Football managers have their preferences in style, mentality and formations. They take their ideals and concepts to most clubs they join. There’s little doubt that the 4-2-3-1 formation is the default, go to formation for modern managers. But, there’s a lot to be about the 3-5-2 formation working well in the modern game. In this article, we’re going to highlight three reasons why 3-5-2 is a great formation.
3) Two up front again
It feels like an eternity since we saw the old fashioned two partner forward pairing. The vast majority of footballing teams these days put their faith in one forward. They dress it up like it’s three with the wingers but football purists know the differences between strikers and wingers.
Remember a few decades ago when we had partnerships like Yorke and Cole, Del Piero and Trezeguet and Ronaldo and Raul? These partnerships live in the memory of fans who support them. There’s nothing more enjoyable than watching two forward up front in sync, something attested by football tipsters like EPL Tips.

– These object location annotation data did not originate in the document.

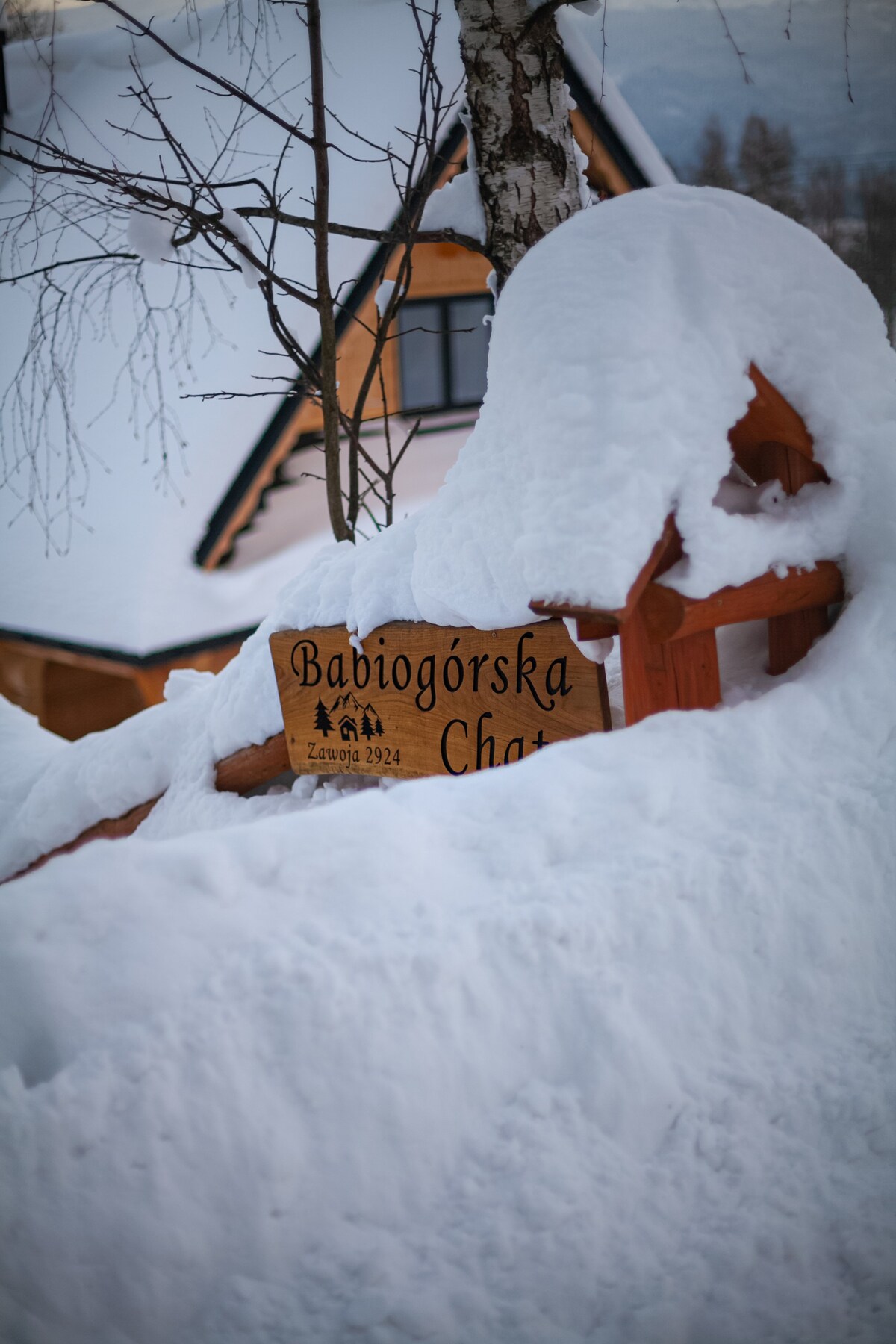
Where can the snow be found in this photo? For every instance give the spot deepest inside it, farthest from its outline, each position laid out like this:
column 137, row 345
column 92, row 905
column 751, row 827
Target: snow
column 593, row 1048
column 131, row 517
column 623, row 342
column 598, row 1046
column 578, row 34
column 143, row 517
column 151, row 237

Playing the 3-5-2 formation brings back these days and lets a striker have a partner again. The great thing about the two up front is that if one is in poor form, the other can carry the goalscoring burden.
2) Allows for both possession and counter attacking
The 3-5-2 is a fluid and flexible formation. It allows a team to keep possession, as they are operating with 5 across the midfield. This swamps the opposition in the middle of the park and can allow them to dominate the ball. Filling the midfield is something both defensive and attacking minded teams can employ. It can work for both cautious and gung ho managers.

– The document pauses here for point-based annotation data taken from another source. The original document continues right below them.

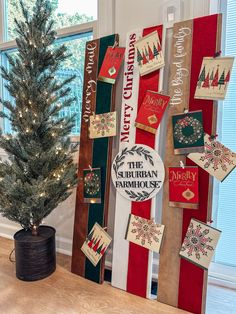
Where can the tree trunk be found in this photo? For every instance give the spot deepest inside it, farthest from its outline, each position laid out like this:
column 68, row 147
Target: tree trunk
column 35, row 230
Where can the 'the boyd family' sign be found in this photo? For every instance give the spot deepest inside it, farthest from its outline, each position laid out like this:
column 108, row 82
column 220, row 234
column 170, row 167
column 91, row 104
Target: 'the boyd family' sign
column 138, row 172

It also works as an effective counter attacking style. The wingers are tasked with bombing down the flanks and supporting the forward, whipping in balls and pitching in with assists. The three centre backs handle the lone forward they usually play against. This frees up the wingers and one or two midfielders to burst on opposition in counter attacking opportunities.

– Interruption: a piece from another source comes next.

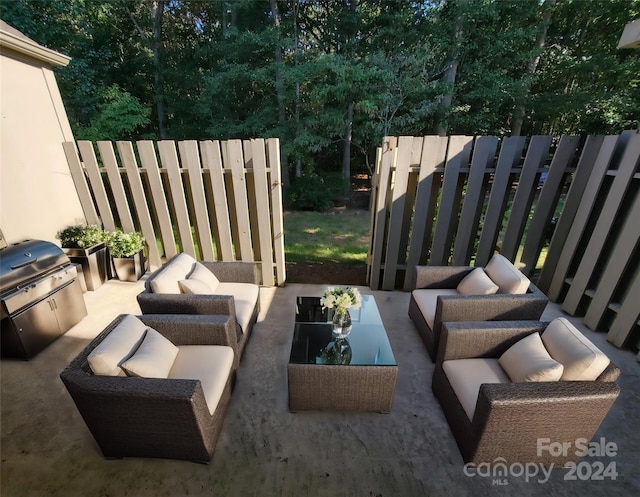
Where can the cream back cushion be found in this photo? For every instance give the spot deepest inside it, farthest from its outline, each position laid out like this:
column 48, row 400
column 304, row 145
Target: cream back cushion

1) Forces mistakes from opposition
Playing a 3-5-2 formation often results in more mistakes from opposing teams. The 3-5-2 usually requires the wingers and attackers to press opposition high up the field. This is something they’re not accustomed to doing in their defensive thirds. Most teams allow you opponents to at least reach the halfway line before putting pressure on. Pushing everyone farther upfield is a great way to enforce errors. Opposition also struggle to deal with the wingers who bombard them with runs, crosses and track back too.